"L'une
était l'idéal sublime, l'autre la douce réalité" écrit le
narrateur d'Adrienne et de Sylvie (chapitre XIV). En fait
la petite paysanne du Valois échappe notablement à la
réalité qu'elle est censée représenter, et les deux
créatures manifestent à divers degrés ce que Nerval a
appelé dans Aurélia "l'épanchement du songe dans
la vie réelle".
Le personnage de Sylvie, s'il
est sans doute, lui aussi, mythologique, est cependant
organisé autour d'une réalité terrestre que signale d'abord
son prénom. Le syncrétisme qui la fait naître organise une
série de portraits et de légendes humblement terrestres et
ruraux où miroite la tentation du bonheur simple. Au
contraire, Adrienne cristallise les mythes celtiques et
chrétiens et ouvre "les portes de corne et d'ivoire qui nous
séparent du surréel". Vainement fui, l'idéal d'un soir d'été
attache successivement à lui l'actrice des boulevards, les
lieux brumeux du Valois où se découpent les tours des châteaux
Henri IV et les ruines médiévales de l'abbaye de Châalis. Ce
souvenir obsédant dévore la vie simple, gâche l'image jamais
évoquée d'une épouse aux doigts de fée auprès de qui se
dissiperaient les fantômes. Mais, en retour, l'actrice
transfigurée par le mythe indique du doigt la réalité de
l'amour sans mystère du régisseur. La nouvelle s'achève sur le
regret d'une harmonie à jamais perdue qui marierait tout cela
à la réalité : Sylvie n'y est plus la petite paysanne aux yeux
noirs, à la sagesse athénienne, mais une jeune phraseuse en
espoir de bourgeoisie; Adrienne est morte (et le narrateur ne
soupçonne pas encore que cette mort la lui donne à jamais);
Aurélie s'essouffle à la hauteur du mythe et désigne l'amour
simple d'un amant sans nuages. Le narrateur se trouve seul
devant sa déchirure et n'a d'autre ressource que de la taire,
rejeté dans sa nuit.
Songe
et réalité de Sylvie
Sans doute Sylvie est-elle apparentée aux figures
du réel : sa ruralité, sa simplicité, et la
précision topographique des lieux où elle évolue,
en sont le témoignage. Fraîche et naïve fillette
provinciale liée indissolublement à la terre, elle
attire le narrateur vers l'existence pacifiée
bercée de sollicitude maternelle ("c'était le
feu dans la maison"). Elle s'éloignera
aussi de lui en se rangeant dans une vie de mère
et d'épouse, consternante Lolotte ! Mais elle est,
elle aussi, figure rêvée ou, si l'on veut, rêve de
la réalité ("Sylvie, dit R.M. Albérès, grâce
à qui le rêve ne décolle jamais de la réalité").

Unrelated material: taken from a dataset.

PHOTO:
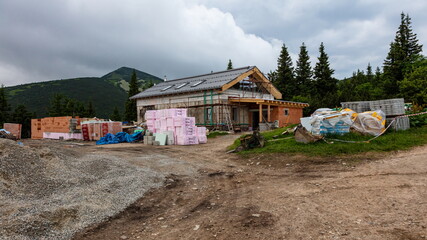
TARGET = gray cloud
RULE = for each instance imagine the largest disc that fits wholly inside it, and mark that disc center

Ainsi elle est désignée clairement comme
"la fée des légendes éternellement jeune"
(chapitre VI )
et une mythologie particulière lui est associée
(son sourire "athénien"). On aurait tort de
chercher une réalité géographique aux lieux
qu'elle traverse (ainsi l'île Molton, jamais
nommée au chapitre IV, est rebaptisée "Cythère").
Ils ont en effet une valeur symbolique : les
décors les plus précis constituent de manière
récurrente un ensemble de motifs purement
nervaliens (la rose et le pampre, que l'on
retrouve, par exemple, dans «
El Desdichado » : « Et la treille où le
Pampre à la Rose s'allie »). Si Sylvie
incarne une "fille du feu", c'est donc bien parce
qu'elle investit aussi une part de l'imaginaire :
la "douce réalité" correspond à l'une des
postulations du narrateur dans sa quête d'une
patrie rêvée, point suprême d'une résolution de
ses antinomies.
«
La fée des légendes éternellement jeune !...»
dis-je en moi-même. — Et déjà Sylvie avait dégrafé
sa robe d'indienne et la laissait tomber à ses
pieds. La robe étoffée de la vieille tante
s'ajusta parfaitement sur la taille mince de
Sylvie, qui me dit de l'agrafer. « Oh ! les
manches plates, que c'est ridicule ! » dit-elle.
Et cependant les sabots garnis de dentelles
découvraient admirablement ses bras nus, la gorge
s'encadrait dans le pur corsage aux tulles jaunis,
aux rubans passés, qui n'avait serré que bien peu
les charmes évanouis de la tante. « Mais
finissez-en ! Vous ne savez donc pas agrafer une
robe ? » me disait Sylvie. Elle avait l'air de
l'accordée de village de Greuze. « Il faudrait de
la poudre, dis-je. — Nous allons en trouver. »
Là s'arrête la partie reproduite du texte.